Empathy is the ability to understand, appreciate, and value the thoughts and feelings of others, whether that “other” is a person or an oyster. This can be challenging work to do for young children who are still developing the capacity to understand that another person can think or believe something that the child herself does not. Animals provide an amazing opportunity for educators to scaffold young children’s abilities to think and act with empathy, because children immediately understand animals as “other,” but can also easily appreciate the needs and experiences they have in common with animals.
So how can we apply this to engineering education? One approach is to make the socioemotional work inherent in the elementary engineering standards easier for children to engage in by using a scenario featuring an animal. Rogers took this approach when she incorporated the Zoo’s installation of a new shade structure over the sea lion exhibit on the American Trail into a story that kindergartners read as they reflect on the problem of the hot playground.
When we introduce a situation that needs to be changed to benefit an animal, it gives children a scenario with real-world stakes in which they are intrinsically motivated to participate. It also provides a situation that is removed enough from their own experience so as to be safe and non-threatening, giving them greater permission to attempt and learn from creative failures.
Let's continue with the sea lion example. Because sea lions have large, sensitive eyes that have adapted to help them spot prey under water, they can be susceptible to eye strain and damage over time especially if exposed to glaring sunlight.
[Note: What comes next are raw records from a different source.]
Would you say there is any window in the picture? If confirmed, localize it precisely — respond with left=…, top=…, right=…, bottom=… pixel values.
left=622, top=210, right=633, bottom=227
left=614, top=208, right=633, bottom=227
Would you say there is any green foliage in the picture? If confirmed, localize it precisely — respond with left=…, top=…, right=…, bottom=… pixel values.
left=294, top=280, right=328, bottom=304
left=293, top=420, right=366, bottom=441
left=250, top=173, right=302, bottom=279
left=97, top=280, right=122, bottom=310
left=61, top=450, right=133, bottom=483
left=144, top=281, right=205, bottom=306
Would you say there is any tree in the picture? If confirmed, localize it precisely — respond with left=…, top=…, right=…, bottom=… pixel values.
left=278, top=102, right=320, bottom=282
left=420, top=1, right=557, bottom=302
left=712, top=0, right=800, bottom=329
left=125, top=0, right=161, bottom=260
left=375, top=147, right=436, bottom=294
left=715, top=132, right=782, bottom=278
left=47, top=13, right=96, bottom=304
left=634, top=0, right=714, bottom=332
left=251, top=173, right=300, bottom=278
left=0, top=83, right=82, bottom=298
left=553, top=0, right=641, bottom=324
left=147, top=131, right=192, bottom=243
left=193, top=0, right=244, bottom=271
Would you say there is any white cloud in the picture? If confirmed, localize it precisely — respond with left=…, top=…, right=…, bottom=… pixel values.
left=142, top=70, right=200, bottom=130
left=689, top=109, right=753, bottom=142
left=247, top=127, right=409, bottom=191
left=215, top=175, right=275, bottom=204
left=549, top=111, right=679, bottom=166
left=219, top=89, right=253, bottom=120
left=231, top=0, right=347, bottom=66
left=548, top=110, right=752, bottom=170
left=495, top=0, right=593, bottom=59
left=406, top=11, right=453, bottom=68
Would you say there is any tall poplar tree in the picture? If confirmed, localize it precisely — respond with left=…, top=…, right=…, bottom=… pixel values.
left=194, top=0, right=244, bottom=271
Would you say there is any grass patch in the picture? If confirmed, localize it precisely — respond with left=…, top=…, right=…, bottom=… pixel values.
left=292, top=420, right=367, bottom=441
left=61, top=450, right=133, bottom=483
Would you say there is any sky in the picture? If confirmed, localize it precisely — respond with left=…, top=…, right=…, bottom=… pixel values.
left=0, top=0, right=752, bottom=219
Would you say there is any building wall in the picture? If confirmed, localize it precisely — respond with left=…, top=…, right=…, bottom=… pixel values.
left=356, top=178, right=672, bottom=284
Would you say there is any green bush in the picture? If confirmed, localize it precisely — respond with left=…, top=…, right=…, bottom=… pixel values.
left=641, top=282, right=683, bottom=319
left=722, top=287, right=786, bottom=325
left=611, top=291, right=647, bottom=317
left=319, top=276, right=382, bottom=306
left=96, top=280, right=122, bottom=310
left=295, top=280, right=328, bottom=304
Porter and Rogers suggest that before even introducing a hypothetical scenario for an engineering activity, like an exhibit that is too sunny, we could help students scaffold up to an even deeper appreciation of the problem by engaging them with a series of play-based activities that deliver STEM content while also giving them them the opportunity to relate to the animal's experience of the world and strengthening their perspective-taking skills. For example, students could first learn about the sea lion’s diet by drawing their own favorite foods on a paper plate and then comparing them to the sea lion’s “favorite food plate.” Then, they could literally "try on” the sea lion’s perspective by using familiar objects like rain coats, flippers, and sunglasses to mimic sea lion adaptations during dramatic play. The “Inspiring Engineering Through Empathy” collection of resources, via the Smithsonian Learning Lab, has more details about these ideas and more!
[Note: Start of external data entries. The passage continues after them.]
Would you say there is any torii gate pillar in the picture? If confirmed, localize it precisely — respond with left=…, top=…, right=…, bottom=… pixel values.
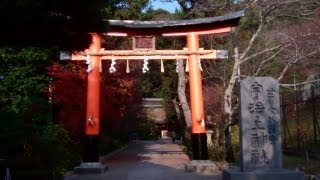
left=187, top=32, right=208, bottom=160
left=83, top=33, right=101, bottom=162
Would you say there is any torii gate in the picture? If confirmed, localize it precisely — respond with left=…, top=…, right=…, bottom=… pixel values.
left=60, top=11, right=244, bottom=165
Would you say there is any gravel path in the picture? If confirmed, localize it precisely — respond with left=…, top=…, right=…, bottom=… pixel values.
left=65, top=139, right=222, bottom=180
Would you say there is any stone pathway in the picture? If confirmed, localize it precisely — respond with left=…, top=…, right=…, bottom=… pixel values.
left=65, top=139, right=222, bottom=180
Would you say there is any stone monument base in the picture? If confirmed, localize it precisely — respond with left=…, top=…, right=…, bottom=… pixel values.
left=74, top=162, right=108, bottom=174
left=185, top=160, right=219, bottom=174
left=223, top=169, right=306, bottom=180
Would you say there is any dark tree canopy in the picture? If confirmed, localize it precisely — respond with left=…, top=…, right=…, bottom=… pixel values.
left=0, top=0, right=107, bottom=47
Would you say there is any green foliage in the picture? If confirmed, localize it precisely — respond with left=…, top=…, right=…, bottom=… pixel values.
left=0, top=47, right=80, bottom=179
left=109, top=0, right=152, bottom=20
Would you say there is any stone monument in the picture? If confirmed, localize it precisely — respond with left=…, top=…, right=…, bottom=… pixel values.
left=223, top=77, right=305, bottom=180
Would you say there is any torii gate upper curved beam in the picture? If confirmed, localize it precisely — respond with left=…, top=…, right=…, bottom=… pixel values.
left=105, top=10, right=244, bottom=36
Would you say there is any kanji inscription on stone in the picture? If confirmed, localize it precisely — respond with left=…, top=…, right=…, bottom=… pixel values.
left=239, top=77, right=282, bottom=171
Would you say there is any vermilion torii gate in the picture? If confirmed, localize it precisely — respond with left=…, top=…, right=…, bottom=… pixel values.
left=60, top=11, right=244, bottom=166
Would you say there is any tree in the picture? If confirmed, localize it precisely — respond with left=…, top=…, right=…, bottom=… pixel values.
left=166, top=0, right=319, bottom=159
left=0, top=0, right=106, bottom=49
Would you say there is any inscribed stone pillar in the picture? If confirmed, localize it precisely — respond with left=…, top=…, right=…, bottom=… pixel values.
left=240, top=77, right=282, bottom=171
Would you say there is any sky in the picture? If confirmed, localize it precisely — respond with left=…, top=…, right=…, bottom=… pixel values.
left=151, top=0, right=180, bottom=13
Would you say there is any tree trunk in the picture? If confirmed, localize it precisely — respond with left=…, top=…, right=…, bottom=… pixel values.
left=177, top=59, right=192, bottom=128
left=222, top=47, right=240, bottom=162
Once these invitations to play have strengthened both the child’s scientific understanding of the animal and her ability to take its perspective, we can introduce the problem-based scenario. The child has more intrinsic motivation to solve the problem, as well as a stronger foundation upon which to build a more complex understanding of the problem, and, perhaps, even more creative solutions.
Rogers and Porter hope that more early elementary educators will be inspired to use empathy for animals and conservation to launch engineering activities. You might begin with the images, videos, and inquiry prompts found in this Smithsonian Learning Lab collection of resources. Through play-based activities, students learn about and develop connections to and empathy for a sea lion. Another easy way to start is by observing the Zoo’s animal web cams with your class. Encourage your students to watch Asian elephants, African lions, giant pandas, or naked mole rats go about their daily lives and ask questions about what they observe. What are the animals doing? How are they using different elements of their habitat and what might that tell us about why those elements are there? If there are multiple animals, what differences do they notice between them? How do the animals’ behaviors change over time? Use their observations about the individual animals on the cams to spark a small research project about the animal and then challenge students to use what they know to answer some of their questions, or even ask more. Then, put it all together by challenging them to either design improvements for the habitat they see in the cam or create a scenario where a local zoo is bringing in one of these species and needs to design a new habitat. Then help your students get caring and creating.